Le plaisir de Pikachu, on le voit, n’a donc jamais résidé dans la transgression de l’interdit pourtant inhérente à toute activité facilitant le partage illégal sur Internet. Et pour cause: si Christine sous-titrait des œuvres qui n’étaient pas encore disponibles en Europe, lorsque celles-ci le devenaient quelques années plus tard, elle ne manquait pas d’acheter les dvd. Une façon pour elle de respecter le travail des artistes. «Si le streaming avait existé à l’époque, je n’aurais pas hésité du tout à acheter les épisodes au lieu de travailler sur des téléchargements illégaux» me dit-elle; ce sur quoi je veux bien la croire puisque moi-même ayant été une grande utilisatrice de e-mule, je constate que je m’en passe très bien aujourd’hui, me satisfaisant parfaitement des services de streaming payants. Christine a donc la conscience tranquille sur la question épineuse du copyright et de la propriété intellectuelle. Une déconvenue dans sa carrière de pirate ébranle d’ailleurs sérieusement la logique qui veut que l’on attribue la notion de vol à l’illégalité et celle de respect à la légalité lorsqu’il s’agit de partage d’œuvres audiovisuelles. En effet, quelques années après avoir sous-titré le fichier vidéo du film britannique Nina’s heavenly delights, lorsqu’elle achète le dvd qui vient de sortir, Christine découvre avec stupeur que les sous-titres français commercialisés avec le film sont… les siens. Un sous-titreur expérimenté, en effet, ne s’y trompe pas: deux traductions indépendantes d’un film d’une heure et demi, identiques mot pour mot et à la ponctuation près, cela n’existe tout simplement pas. Ce ne peut pas être une coïncidence: le travail gracieux de Pikachu1060 a bien été volé par l’industrie commerciale du dvd.

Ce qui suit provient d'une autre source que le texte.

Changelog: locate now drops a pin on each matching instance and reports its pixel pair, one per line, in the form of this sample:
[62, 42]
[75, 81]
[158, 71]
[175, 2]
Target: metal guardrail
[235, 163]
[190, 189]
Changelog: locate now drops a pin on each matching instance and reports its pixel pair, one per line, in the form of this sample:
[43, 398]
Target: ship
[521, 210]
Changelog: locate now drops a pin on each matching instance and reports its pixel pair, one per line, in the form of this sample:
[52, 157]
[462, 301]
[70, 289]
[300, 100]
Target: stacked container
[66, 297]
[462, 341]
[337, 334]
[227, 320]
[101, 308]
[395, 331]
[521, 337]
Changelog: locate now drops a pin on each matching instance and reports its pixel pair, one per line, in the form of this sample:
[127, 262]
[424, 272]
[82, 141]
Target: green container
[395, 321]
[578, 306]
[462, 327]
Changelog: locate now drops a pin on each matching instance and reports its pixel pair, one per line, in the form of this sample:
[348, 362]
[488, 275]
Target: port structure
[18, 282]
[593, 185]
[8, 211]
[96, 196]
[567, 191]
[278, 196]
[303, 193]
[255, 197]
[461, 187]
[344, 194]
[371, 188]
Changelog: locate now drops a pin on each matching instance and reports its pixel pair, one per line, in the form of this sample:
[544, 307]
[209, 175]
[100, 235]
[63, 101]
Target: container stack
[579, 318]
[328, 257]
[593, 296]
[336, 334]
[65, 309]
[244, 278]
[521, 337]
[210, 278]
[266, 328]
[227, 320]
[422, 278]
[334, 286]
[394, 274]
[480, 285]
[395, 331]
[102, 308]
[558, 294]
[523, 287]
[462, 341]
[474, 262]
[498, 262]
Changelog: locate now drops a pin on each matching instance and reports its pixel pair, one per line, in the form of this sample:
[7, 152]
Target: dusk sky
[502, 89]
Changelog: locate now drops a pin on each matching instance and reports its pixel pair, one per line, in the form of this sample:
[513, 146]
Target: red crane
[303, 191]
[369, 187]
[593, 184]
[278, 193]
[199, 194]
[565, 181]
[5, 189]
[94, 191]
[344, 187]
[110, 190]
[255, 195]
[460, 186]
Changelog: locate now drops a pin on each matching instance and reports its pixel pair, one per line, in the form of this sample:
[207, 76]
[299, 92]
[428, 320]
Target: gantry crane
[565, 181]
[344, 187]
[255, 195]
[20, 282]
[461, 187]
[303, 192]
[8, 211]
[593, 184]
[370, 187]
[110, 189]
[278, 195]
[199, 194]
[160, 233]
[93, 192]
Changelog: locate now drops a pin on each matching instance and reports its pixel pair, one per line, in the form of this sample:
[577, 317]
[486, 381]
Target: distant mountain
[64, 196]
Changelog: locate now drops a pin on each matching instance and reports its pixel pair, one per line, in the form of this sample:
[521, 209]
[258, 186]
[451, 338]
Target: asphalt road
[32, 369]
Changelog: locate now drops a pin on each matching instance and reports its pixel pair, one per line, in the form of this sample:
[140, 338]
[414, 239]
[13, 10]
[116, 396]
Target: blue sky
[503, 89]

Christine a été réellement affectée par cette mésaventure qui marquera d’ailleurs l’arrêt progressif des activités de Pikachu1060. Elle n’aurait bien sûr rien demandé financièrement pour son travail de sous-titrage de ce film, mais elle aurait simplement aimé qu’on la remercie, comme l’ont fait tant d’anonymes. Heureusement, d’autres anecdotes contrebalancent le souvenir amer de cette déception. C’est avec une joie communicative que Christine me raconte par exemple qu’elle s’est vue solennellement remerciée sur des sites Internet chinois pour ses retranscriptions en anglais des dialogues de la série australienne South of nowhere, fichiers qui ont servi de base pour les traductions en mandarin des sous-titreurs chinois.
Telle est peut-être la morale de cette histoire: la gratitude appartient décidément bien au monde du gratuit mais peut-être même qu’elle n’appartient finalement qu’à lui…
J’avoue que, pour clore mon interview de Pikachu1060, ce fantôme retrouvé de ma jeunesse, j’avais envie d’obtenir un scoop ou un secret concernant les sous-titres des épisodes de The L Word. Qu’elle me dise par exemple qu’en réalité Dana n’était pas morte d’un cancer dans la saison 3, qu’elle était simplement partie de Los Angeles, et qu’on avait toutes juste mal compris en raison d’une malencontreuse erreur dans le sous-titrage. Mais… non. Pas de grande révélation. En revanche, Christine concèdera quelques moments saugrenus dans son activité de sous-titrage, comme lorsqu’elle avait eu toute la difficulté du monde à traduire la complexité d’une commande ultrasophistiquée passée par un personnage chez Starbucks, à une époque où la chaine de café américaine n’avait pas encore traversé l’Atlantique, pas plus que Christine elle-même ne l’avait traversé dans l’autre sens pour comprendre de quoi il s’agissait exactement.
Pas de scoop, donc, mais ce n’est pas cela de toute façon qui intéresse mes amies depuis que je leur ai annoncé qu’on avait retrouvé Pikachu. Ce qui attise leur curiosité, c’est la célèbre pirate de notre jeunesse, sur qui j’ai concédé à lâcher quelques informations au compte-gouttes. «En vrai, elle s’appelle Christine! Et ouais, elle est belge figure-toi, pas française!». Avant la parution de cet article, c’est ainsi avec une parsimonie très calculée et jubilatoire que j’ai parlé de Pikachu, en allant du plus anodin jusqu’au plus croustillant: «Et non, tu vois, finalement elle est pas lesbienne mais bi!»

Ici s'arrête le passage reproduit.